As a proud dad to two young children, I love my kids.
Most of the time.
But there’s a specific set of circumstances that proves especially challenging for my wife and I: going out to eat with friends–who don’t have kids.
Whenever we’d head out to a restaurant, it was almost impossible to have a conversation. Basically because after a few minutes, we were always faced with the same complaint: “I’m bored.”
So, like many other parents I know, we’d resort to what we knew would keep them occupied and give us the best opportunity at salvaging the evening: We handed over the iPhone.
I always felt a little guilty doing it, like I was cheating. I’d even defend my actions to my friends, saying something like: “It’s the only way we’ll get to talk.”
Of course, it only started with these dinner outings. Once my children realized that there was the potential for instant entertainment, they started asking for the phone (or tablet) more and more.
At the doctor’s office:
“I’m bored. Can I watch a cartoon?”
Long car trips:
“I’m bored. Can I play a video game?”
Waiting in line, anywhere:
“I’m bored. Can you give me something to do?”
Many times I gave in…but deep down, I knew it couldn’t be good.
Then, about a month ago, I read this great New York Times article by Pamela Paul: Let Children Get Bored Again.
“Boredom is something to experience rather than hastily swipe away,” Paul argued. “Boredom is useful. It’s good for you.”
“Of course, it’s not really the boredom itself that’s important; it’s what we do with it,” she continued. “When you reach your breaking point, boredom teaches you to respond constructively, to make something happen for yourself. But unless we are faced with a steady diet of stultifying boredom, we never learn how.”
Turns out, there’s lots of research to back up Paul’s argument.
For example, this Quartz article cites a 2014 study in the Journal of Experimental Social Psychology that found bored people “are more likely to engage in sensation seeking–that is, to look for activities or sights that engage their minds and stimulate the brain’s reward centers.” Such people were “more prone to ‘divergent thinking styles’–the ability to come up with creative new ideas.”

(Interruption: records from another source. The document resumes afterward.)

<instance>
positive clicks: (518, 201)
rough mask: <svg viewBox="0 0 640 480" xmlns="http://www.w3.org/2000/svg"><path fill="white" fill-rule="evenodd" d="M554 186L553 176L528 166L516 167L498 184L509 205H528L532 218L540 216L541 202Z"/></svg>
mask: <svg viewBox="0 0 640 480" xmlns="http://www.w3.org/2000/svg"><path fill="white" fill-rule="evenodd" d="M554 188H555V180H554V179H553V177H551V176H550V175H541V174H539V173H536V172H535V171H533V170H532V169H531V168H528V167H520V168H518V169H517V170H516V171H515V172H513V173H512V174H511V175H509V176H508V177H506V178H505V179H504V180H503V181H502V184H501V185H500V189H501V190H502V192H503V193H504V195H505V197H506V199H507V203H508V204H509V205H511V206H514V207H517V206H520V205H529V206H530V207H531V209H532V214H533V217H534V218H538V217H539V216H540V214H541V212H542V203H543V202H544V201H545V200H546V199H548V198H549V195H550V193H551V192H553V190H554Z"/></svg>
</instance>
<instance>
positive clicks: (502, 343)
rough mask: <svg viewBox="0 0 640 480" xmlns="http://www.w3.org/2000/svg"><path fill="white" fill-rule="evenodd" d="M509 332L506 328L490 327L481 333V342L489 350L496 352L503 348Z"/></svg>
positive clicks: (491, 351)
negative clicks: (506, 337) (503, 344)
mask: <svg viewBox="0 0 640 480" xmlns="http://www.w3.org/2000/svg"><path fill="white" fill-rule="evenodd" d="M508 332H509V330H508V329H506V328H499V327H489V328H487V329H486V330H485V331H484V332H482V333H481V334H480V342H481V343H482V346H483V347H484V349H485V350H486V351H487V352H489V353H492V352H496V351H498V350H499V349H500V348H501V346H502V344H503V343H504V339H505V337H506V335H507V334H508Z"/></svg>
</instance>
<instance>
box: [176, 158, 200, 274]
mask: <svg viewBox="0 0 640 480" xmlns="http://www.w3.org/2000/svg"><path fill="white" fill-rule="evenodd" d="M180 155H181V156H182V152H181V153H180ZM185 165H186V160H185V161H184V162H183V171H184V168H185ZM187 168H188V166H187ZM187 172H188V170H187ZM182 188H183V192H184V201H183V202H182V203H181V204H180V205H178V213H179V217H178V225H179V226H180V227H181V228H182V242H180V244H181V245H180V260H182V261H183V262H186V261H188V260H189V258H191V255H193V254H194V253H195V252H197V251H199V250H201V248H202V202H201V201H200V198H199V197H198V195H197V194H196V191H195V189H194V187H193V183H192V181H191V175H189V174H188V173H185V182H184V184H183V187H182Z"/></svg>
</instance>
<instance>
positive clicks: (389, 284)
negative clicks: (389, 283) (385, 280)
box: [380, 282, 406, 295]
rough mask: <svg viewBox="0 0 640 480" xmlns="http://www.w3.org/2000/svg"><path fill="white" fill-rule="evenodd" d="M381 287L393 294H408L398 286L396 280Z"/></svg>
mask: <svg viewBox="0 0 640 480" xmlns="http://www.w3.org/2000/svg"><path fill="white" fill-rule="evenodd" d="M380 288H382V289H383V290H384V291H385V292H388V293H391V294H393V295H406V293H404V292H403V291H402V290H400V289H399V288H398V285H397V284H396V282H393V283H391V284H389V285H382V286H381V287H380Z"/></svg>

I also thought back to my own childhood days. There were no smartphones, no tablets. Heck, the Game Boy hadn’t been invented when I was my son’s age.
“If you complained about being bored back then, you were really asking for it,” writes Paul. “‘Go outside,’ you might get, or worse, ‘Clean your room.'”
“Was this fun? No. Was it helpful? Yes.”
Yes, yes! This is what I needed to hear! It was time to let my kids get bored again.
The next time we went out to eat, it didn’t take five minutes.
“I’m bored. Can I play a video game?”
“No,” I responded.
“Then what should I do?”
“I don’t know. Figure it out.”
Then, something interesting started to happen.
My son, who’s learning to read, started looking around. He began sounding out words, wherever he could find: posted signs, the menu.
This was amazing. Despite my wife and my efforts to make reading fun, my son hates reading homework. This kind of practice is invaluable. On the weekend, no less.
Wow, I mumbled to myself. It works.
Of course, that only lasted a few minutes.
“Now I really don’t know what to do,” my son told me.
“Maybe you can try talking to our friends,” I suggested. “What can you learn about them?”
What followed was a great conversation between my children and our adult friends. They learned about each other, about their likes and dislikes, their upbringings, what they shared in common.
There were lots of laughs in between.
Best of all, my children were no longer the distraction, or the obstacle standing in the way of a great evening with friends. They were part of that evening, playing a role just as large as the rest of us.
It may have started with boredom, but it ended with resourcefulness.
With creativity.
With learning.
And I guess my kids got something out of it, too.